Bali has been overexposed for long enough that anyone still writing about it needs to earn the reader's patience. The southern belt from Seminyak to Uluwatu is now essentially a resort suburb, denser and louder each year, and the yoga-and-smoothie corridor along Berawa in Canggu has become a photograph of itself. This is not a complaint — the island remains an extraordinary place — but a suggestion that the reward for going is now firmly in the interior and the east.
Ubud has changed less than the internet suggests. The centre around Monkey Forest Road and the palace has always been busy, and remains so, but the ridges to the north around Sayan and Payangan hold their quiet. The Sayan valley, cut by the Ayung river, is where the serious resorts have chosen to sit — the drive down from the ridge to the river takes fifteen minutes on a good day and forty on a bad one, and the walk back up is not to be attempted after lunch. A morning spent at the Sayan-side rice terraces, before the tour buses arrive at Tegallalang by ten, is closer to the Ubud of ten years ago than anything on the town's main streets.
For the second half of a week, the east is where the island opens back up. Karangasem regency, running from Padang Bai up past Amed and around to Tulamben, has black-sand beaches, the working salt farms at Kusamba, and the still-empty stretch of coast below Mount Agung. Amankila sits on this coast above Manggis, on a cliff that steps down to the sea in three tiers of pool, and the drive from Ubud is a manageable two hours through the ceremonial villages of Klungkung. The suites facing directly onto the Lombok Strait — ask for the Ocean Suites in the 100 series — get a horizon rather than a garden, and the difference matters when the point of the stay is to sit and read for three days.
The volcano is not a metaphor.
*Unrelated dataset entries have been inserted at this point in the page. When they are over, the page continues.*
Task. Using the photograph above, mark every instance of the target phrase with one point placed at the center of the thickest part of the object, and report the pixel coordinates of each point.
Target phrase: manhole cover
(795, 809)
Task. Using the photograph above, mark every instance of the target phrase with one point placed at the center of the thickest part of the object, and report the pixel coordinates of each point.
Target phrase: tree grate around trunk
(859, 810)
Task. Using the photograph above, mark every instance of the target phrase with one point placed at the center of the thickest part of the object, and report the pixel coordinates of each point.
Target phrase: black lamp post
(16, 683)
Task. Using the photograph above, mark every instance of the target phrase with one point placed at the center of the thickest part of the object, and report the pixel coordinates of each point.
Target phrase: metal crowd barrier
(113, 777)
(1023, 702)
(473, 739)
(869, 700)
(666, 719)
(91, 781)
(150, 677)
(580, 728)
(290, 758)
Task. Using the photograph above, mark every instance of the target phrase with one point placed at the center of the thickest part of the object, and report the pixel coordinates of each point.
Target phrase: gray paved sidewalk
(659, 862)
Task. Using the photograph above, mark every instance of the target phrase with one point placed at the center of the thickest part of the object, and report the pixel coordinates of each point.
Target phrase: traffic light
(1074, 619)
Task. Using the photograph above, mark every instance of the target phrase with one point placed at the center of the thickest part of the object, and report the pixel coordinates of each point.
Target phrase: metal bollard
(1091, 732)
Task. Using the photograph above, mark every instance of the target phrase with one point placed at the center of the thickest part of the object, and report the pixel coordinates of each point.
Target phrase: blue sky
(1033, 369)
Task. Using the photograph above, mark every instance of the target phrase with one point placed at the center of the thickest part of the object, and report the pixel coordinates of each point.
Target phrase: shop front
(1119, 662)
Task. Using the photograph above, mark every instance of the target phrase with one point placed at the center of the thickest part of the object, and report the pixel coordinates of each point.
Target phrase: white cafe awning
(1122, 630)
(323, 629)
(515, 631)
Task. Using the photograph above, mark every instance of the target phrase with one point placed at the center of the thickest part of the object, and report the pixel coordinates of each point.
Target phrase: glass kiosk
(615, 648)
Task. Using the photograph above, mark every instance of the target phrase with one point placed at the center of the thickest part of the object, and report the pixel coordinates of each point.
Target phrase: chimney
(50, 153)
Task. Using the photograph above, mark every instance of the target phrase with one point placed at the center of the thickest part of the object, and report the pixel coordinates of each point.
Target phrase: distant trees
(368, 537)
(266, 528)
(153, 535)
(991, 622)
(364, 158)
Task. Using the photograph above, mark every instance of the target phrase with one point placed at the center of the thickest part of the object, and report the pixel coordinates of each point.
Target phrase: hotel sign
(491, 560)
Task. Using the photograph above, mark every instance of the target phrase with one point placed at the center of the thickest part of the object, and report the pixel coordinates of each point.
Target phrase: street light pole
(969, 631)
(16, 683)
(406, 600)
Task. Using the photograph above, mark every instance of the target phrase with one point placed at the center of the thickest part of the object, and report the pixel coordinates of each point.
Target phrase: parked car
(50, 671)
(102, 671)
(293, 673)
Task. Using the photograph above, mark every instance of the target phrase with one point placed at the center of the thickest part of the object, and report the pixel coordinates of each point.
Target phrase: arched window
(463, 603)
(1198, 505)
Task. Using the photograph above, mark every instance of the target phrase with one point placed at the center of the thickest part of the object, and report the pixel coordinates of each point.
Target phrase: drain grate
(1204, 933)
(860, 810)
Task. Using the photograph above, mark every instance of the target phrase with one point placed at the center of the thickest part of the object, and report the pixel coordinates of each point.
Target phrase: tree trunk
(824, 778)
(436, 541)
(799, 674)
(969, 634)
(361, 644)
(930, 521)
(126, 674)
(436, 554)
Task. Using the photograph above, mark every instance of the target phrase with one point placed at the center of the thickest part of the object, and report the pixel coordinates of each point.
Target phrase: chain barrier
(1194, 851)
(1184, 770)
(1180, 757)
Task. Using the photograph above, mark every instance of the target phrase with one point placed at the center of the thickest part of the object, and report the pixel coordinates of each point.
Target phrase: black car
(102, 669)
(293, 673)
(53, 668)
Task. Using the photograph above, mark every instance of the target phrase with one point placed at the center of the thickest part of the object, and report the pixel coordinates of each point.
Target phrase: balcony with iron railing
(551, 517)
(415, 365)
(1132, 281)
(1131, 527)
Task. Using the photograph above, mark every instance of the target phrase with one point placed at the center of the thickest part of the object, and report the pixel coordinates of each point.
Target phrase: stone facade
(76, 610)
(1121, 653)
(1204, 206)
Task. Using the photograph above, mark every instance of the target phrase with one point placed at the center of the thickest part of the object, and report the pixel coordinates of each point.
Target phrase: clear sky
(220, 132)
Agung last erupted in 2017 and 2018 and closed the airport for a week each time; the local authorities monitor it carefully and the risk on any given trip is low, but it is worth knowing that the eastern coast is directly beneath the volcano's southeastern flank. Travel insurance that covers volcanic disruption is not paranoid.
On timing, the dry season runs from April through October, with June and September as the sweet spots — warm days, cool nights, and light traffic on the roads. The wet season is not the washout it sounds — rain typically arrives in short afternoon bursts and the mornings remain clear — but the humidity through January and February is genuinely oppressive.
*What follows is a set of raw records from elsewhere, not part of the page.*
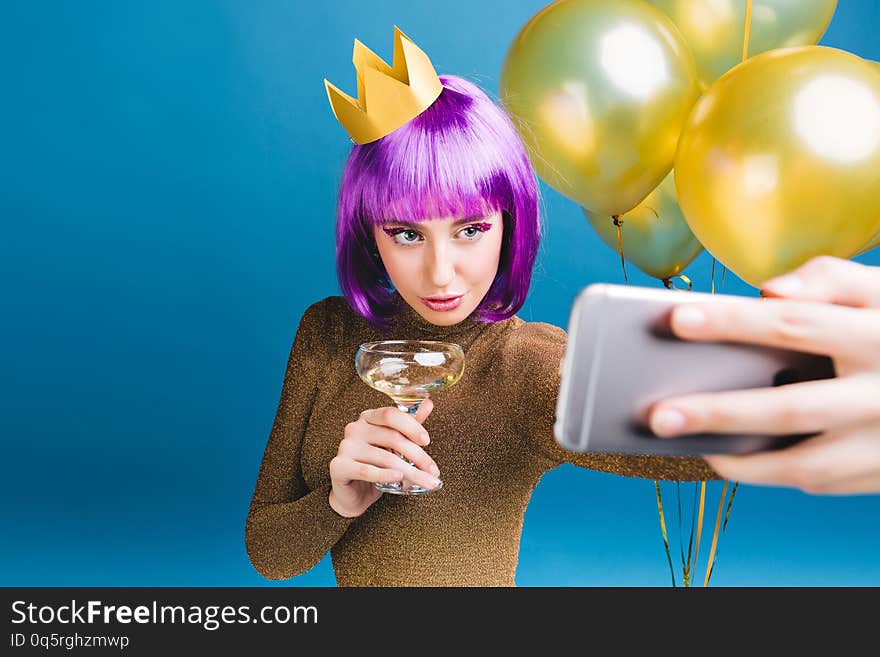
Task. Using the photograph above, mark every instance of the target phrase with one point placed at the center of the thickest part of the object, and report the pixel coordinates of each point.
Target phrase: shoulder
(326, 312)
(530, 337)
(536, 345)
(325, 323)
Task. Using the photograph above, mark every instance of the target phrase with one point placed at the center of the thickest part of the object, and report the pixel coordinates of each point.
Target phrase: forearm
(288, 538)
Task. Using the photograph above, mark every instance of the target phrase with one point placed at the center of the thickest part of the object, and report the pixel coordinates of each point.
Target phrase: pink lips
(443, 304)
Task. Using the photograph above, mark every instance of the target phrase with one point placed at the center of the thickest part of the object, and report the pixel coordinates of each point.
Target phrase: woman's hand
(364, 458)
(828, 306)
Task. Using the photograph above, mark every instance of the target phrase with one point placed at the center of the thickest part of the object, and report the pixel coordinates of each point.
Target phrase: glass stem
(412, 407)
Do not attempt to see the whole island. The mistake most first-time visitors make is a five-night itinerary with three stops — Seminyak, Ubud, Sanur — that turns into three days of driving. Two bases across a week, with two nights in Ubud and four on the east coast, is a saner shape. The scooter question resolves itself once one has actually looked at a Balinese road; use hotel drivers or a private car for the day at around fifty US dollars.
One practical note: Nyepi, the Balinese day of silence, falls on a moving date in March. The airport closes, all activity on the island ceases for twenty-four hours, and hotels are permitted to operate only if guests remain on property. It is either the best possible day to be in Bali — no traffic, no wifi, stars visible from Denpasar — or the worst, depending on temperament. Check the date before booking flights in March.